The migrants, many of whom were previously living in the tent camp in Calais, are bussed into the hamlet of Longford to be temporarily housed at the Heathrow Lodge and in surrounding houses used by the hotel.
Home to a few hundred locals, the villagers see the steady arrival as just the latest encroachment.
Once surrounded by farms and orchards, the vast car parks and hotels of Heathrow Airport now border Longford and planes roar overhead, seeming close enough to scrape the chimneys of the thatched cottages.
A planned extension to Heathrow, already one of the world’s busiest airports, threatens Longford with the same fate that befell the small village that gave the airport its name: total demolition.
In the meantime, dozens of asylum seekers have made Longford their temporary home.
“It used to be beautiful around here,” said flight engineer Trevor Gordon, 64, seated at the bar under the low wooden beams of the White Horse pub.
“It’s nothing to do with racism,” he added. “But why are they here?” A woman, who declined to be identified but has lived in Longford for 25 years and works in the nearby airport, complained about the numbers of arrivals.
“I know they have to go somewhere but it’s the volume. It’s rubbish in the garden, that kind of thing,” she said.
Those housed by Heathrow Lodge stay for one or two days after they have gone through initial asylum screening including fingerprinting, receiving full meals and accommodation, according to the Home Office.

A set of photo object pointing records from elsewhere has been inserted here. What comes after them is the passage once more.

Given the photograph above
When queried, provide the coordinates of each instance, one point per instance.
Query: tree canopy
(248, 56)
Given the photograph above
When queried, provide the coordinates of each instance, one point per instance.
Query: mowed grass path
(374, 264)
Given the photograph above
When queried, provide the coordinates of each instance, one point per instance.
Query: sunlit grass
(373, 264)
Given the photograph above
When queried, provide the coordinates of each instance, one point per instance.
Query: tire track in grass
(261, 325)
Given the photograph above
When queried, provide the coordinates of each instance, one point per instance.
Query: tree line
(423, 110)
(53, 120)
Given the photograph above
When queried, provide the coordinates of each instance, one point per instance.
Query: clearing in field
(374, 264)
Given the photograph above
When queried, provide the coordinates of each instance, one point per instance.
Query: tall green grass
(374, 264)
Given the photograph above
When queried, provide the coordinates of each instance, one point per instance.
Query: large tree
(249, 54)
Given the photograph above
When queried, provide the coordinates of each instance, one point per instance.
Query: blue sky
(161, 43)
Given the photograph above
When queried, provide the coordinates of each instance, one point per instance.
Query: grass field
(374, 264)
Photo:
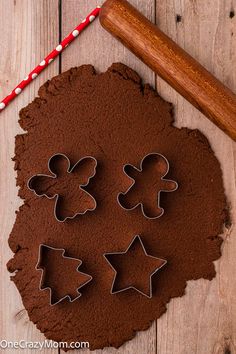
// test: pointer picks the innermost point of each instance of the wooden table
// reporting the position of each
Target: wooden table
(204, 320)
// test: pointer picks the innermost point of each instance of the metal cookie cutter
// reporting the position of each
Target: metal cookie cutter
(54, 176)
(162, 262)
(159, 192)
(42, 279)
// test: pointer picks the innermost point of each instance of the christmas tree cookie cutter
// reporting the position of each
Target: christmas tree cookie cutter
(41, 267)
(140, 169)
(54, 175)
(163, 262)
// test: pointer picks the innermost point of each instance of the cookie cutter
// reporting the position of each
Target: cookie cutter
(42, 278)
(133, 180)
(54, 176)
(133, 287)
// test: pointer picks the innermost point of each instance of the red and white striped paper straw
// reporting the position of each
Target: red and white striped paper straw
(49, 58)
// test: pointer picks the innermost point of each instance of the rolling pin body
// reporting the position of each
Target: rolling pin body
(172, 63)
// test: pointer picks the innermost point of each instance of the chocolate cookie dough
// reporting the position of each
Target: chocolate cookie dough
(114, 118)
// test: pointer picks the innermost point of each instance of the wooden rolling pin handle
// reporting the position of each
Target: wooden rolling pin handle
(171, 62)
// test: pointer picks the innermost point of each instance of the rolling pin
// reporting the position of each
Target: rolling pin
(171, 62)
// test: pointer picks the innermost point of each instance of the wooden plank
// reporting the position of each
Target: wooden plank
(99, 48)
(204, 321)
(29, 29)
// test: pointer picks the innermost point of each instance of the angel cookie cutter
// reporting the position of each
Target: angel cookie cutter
(140, 169)
(40, 266)
(161, 263)
(54, 175)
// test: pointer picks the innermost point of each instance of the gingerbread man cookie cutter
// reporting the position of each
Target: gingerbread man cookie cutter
(42, 278)
(162, 261)
(133, 183)
(53, 175)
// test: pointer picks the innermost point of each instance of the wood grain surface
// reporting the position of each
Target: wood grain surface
(204, 320)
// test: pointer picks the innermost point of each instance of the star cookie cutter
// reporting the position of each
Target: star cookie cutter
(159, 192)
(42, 279)
(112, 291)
(54, 176)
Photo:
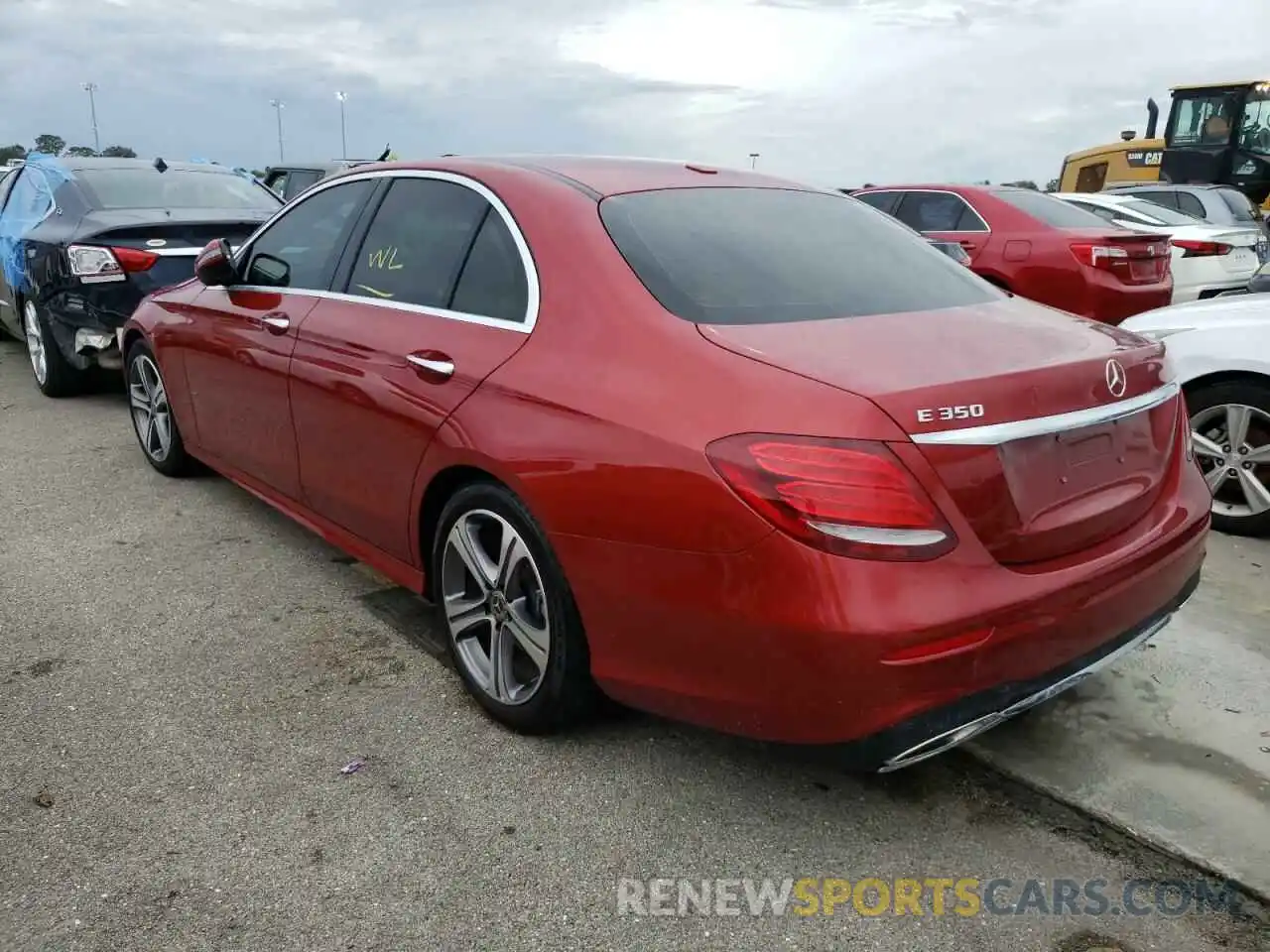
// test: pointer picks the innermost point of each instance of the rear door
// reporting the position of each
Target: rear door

However, those spoken to said they had been there for several days, with one man saying he had been housed in a Longford room for two weeks.
Karim, a 40-year-old from Iran, said he paid $10,000 to people traffickers to take him out of the country.“If I return Iran, dead,” he said, drawing a finger across his throat.
The Home Office does not release data on how many migrants make it across the Channel from France on ferries or trains, although dozens have been reported arriving on a single night.
Karim was being housed with seven others, some from Syria, Sudan and Eritrea, in a Longford home that has been divided up into simple motel accommodation, with a shared bathroom and locks on each bedroom door.
Abdul Kataloni, who gave his age as 15, looked visibly exhausted as he detailed a journey that took him from Darfur, through Libya, across the sea to Italy, before he jumped on a train at Calais.
“Very dangerous. People died,” he said of the sea crossing. “I saw death,” he added. “My grandmother. She couldn’t go on, she was too tired.” The company in charge of housing asylum seekers in the area on behalf of Home Office is Clearsprings, one of three private companies chosen to house asylum seekers in Britain.
But locals blame the influx of migrants on the owner of the Longford hotel properties: Surinder Arora, a one-time baggage handler who worked his way up to a £356mn fortune.
Arora reportedly bought up a clutch of Longford houses, first using them as overnight accommodation for airline workers, before being used for temporarily housing recently arrived asylum seekers.
A spokesman at Arora Hotels was reticent when asked for comment. “This is not something we want to engage on. We have had a lot of conversations with locals,” said the spokesman, who did not give his name.